When I went to the meeting at Pōhakuloa, the optimist in me was looking for a pair of hopeful elements: Could the lessons of successful efforts on Mauna Kea and Kahoʻolawe be brought forward to the lease negotiations? And was there the possibility of a Navahine-like non-monetary settlement?

Chang cited Navahine as an inspiring peaceful path to a resolution. But the incoming administration now walking down the path with Chang’s team doesn’t have a reputation for conciliatory gestures or aloha-driven tactics.

“The realities are – and I don’t think any of us are being naive about this – is that it is likely that there will be litigation,” she said. “So, four years is not a lot of time and while everything will have to come to some crossroads in the year 2029, from now until then, they should be moving in the direction of ensuring that they are complying with all of the regulatory requirements to retain these lands.”

In the end, she said, the burden is on Department of Defense to ensure that they’re complying with all the applicable regulations. The military clearly wants the certainty of new leases sooner rather than later.

Since the leases expire after the next presidential election, could the State of Hawaiʻi just wait for those results? Green said no.

“I think people will panic if we get that close,” Green said.

He said that the idea of shrinking the footprint of Pōhakuloa, decommissioning Mākua Valley, and returning those lands to the State of Hawaiʻi and trading for federal lands would have been acceptable in the negotiations. Now, Green continues to emphasize that he will continue in “good faith” to negotiate with a Trump-led military.

At the CNHA convention, Camille Kalama, a legal advocate for Hawaiʻi Unity and Liberation Institute, said the military would bury the community in paperwork. Perhaps the community could slow down the negotiations with red tape? The people that hope for a Kahoʻolawe-like resolution should be prepared to take the path already taken and fight in the courts.

What were potentially favorable conditions for the State of Hawaiʻi in the negotiations are now fraught and perilous.

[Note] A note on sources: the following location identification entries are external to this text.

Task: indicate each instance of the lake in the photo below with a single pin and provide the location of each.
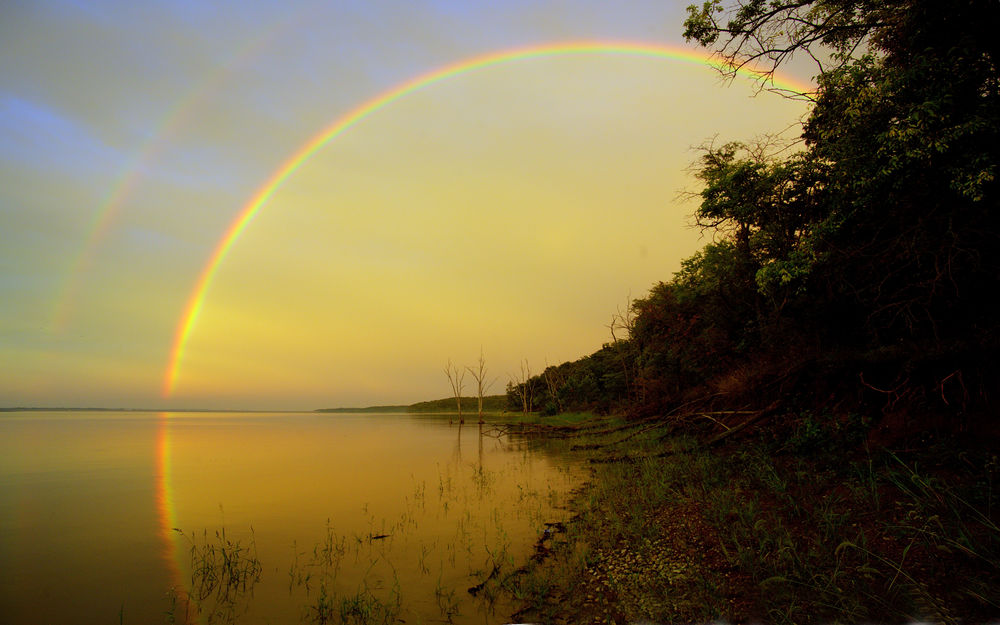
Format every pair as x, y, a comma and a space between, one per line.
145, 517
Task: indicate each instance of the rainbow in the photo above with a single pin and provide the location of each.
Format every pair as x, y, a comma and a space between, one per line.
129, 177
166, 512
196, 301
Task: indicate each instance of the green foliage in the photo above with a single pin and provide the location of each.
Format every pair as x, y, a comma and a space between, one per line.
880, 233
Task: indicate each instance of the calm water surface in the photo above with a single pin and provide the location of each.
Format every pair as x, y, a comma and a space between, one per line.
109, 517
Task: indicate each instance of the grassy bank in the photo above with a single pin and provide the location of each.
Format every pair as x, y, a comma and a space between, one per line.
817, 527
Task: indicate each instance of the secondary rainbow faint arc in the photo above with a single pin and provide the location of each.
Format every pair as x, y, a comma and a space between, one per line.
342, 123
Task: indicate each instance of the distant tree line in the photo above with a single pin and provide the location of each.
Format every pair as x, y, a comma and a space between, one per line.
867, 255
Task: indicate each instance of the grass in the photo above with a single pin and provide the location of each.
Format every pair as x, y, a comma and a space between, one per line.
803, 530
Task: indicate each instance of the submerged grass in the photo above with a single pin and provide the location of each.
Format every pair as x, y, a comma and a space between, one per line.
670, 530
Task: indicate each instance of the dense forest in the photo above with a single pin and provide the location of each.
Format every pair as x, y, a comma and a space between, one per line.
855, 268
800, 424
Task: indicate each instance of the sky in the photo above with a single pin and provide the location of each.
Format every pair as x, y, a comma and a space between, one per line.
510, 208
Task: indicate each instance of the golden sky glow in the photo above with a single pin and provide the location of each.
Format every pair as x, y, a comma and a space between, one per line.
512, 208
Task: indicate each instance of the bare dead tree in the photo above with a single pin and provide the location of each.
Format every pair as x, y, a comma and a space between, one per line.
623, 322
522, 386
456, 377
554, 381
482, 384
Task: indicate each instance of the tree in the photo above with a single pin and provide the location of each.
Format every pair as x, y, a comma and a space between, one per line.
456, 378
521, 387
482, 384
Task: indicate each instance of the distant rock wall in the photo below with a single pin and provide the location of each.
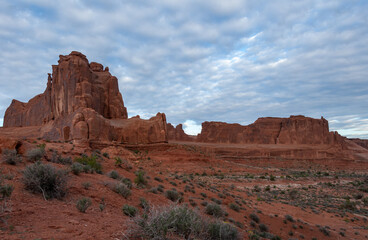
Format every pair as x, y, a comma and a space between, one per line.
360, 142
293, 130
82, 102
177, 133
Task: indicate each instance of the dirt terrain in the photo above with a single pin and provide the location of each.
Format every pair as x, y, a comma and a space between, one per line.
316, 198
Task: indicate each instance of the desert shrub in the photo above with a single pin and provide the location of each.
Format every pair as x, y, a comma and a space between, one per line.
140, 180
5, 192
83, 204
122, 190
348, 205
129, 210
179, 222
127, 182
77, 168
214, 210
35, 154
158, 179
90, 163
220, 231
143, 203
234, 207
173, 195
45, 179
56, 158
263, 227
11, 157
254, 217
119, 162
289, 218
113, 174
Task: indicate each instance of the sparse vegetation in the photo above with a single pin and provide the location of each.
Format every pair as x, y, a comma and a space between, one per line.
140, 179
129, 210
214, 210
173, 195
35, 154
83, 204
45, 179
11, 157
114, 174
5, 192
90, 164
175, 221
122, 190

The likelihood of the state getting less than a dollar is strong possibility. After all, Hawaiʻi was the state that stepped up first to oppose Trump’s Muslim ban at the beginning of his first term. He’s not likely to forget that when he continues his path of personal retribution.

At the CNHA convention in September, when I first spoke to Green about the leases, it was at a time when Vice President Kamala Harris was at the peak of her popularity. He said he was stunned at the swing between the possibilities of then and the reality of now.

So, can the State of Hawaiʻi do anything if the Trump administration decides to take the land?

“There’s nothing that could be done to block a president if they decided to act unilaterally,” said Green. “It would be unfortunate because it’s important that the states be allowed to work as partners with the federal government, but that is up to a president – how they carry themselves and what they decide to do. I’m going to continue to work in good faith to try to do something that makes sense for Hawaiʻi.”

No one knows about the next four years, but there’s no reason to think it’s not going to be chaotic.

Who knows? The last time the incoming president was in the White House he reportedly offered to trade Puerto Rico for Greenland. Maybe Hawaiʻi will be included in a package to sweeten the deal and then the question of Pōhakuloa and the Oʻahu sites will be Denmark’s problem.

And the since Danes are some of the happiest people on the planet just imagine how wonderful it could all be. Weirder things have happened this century.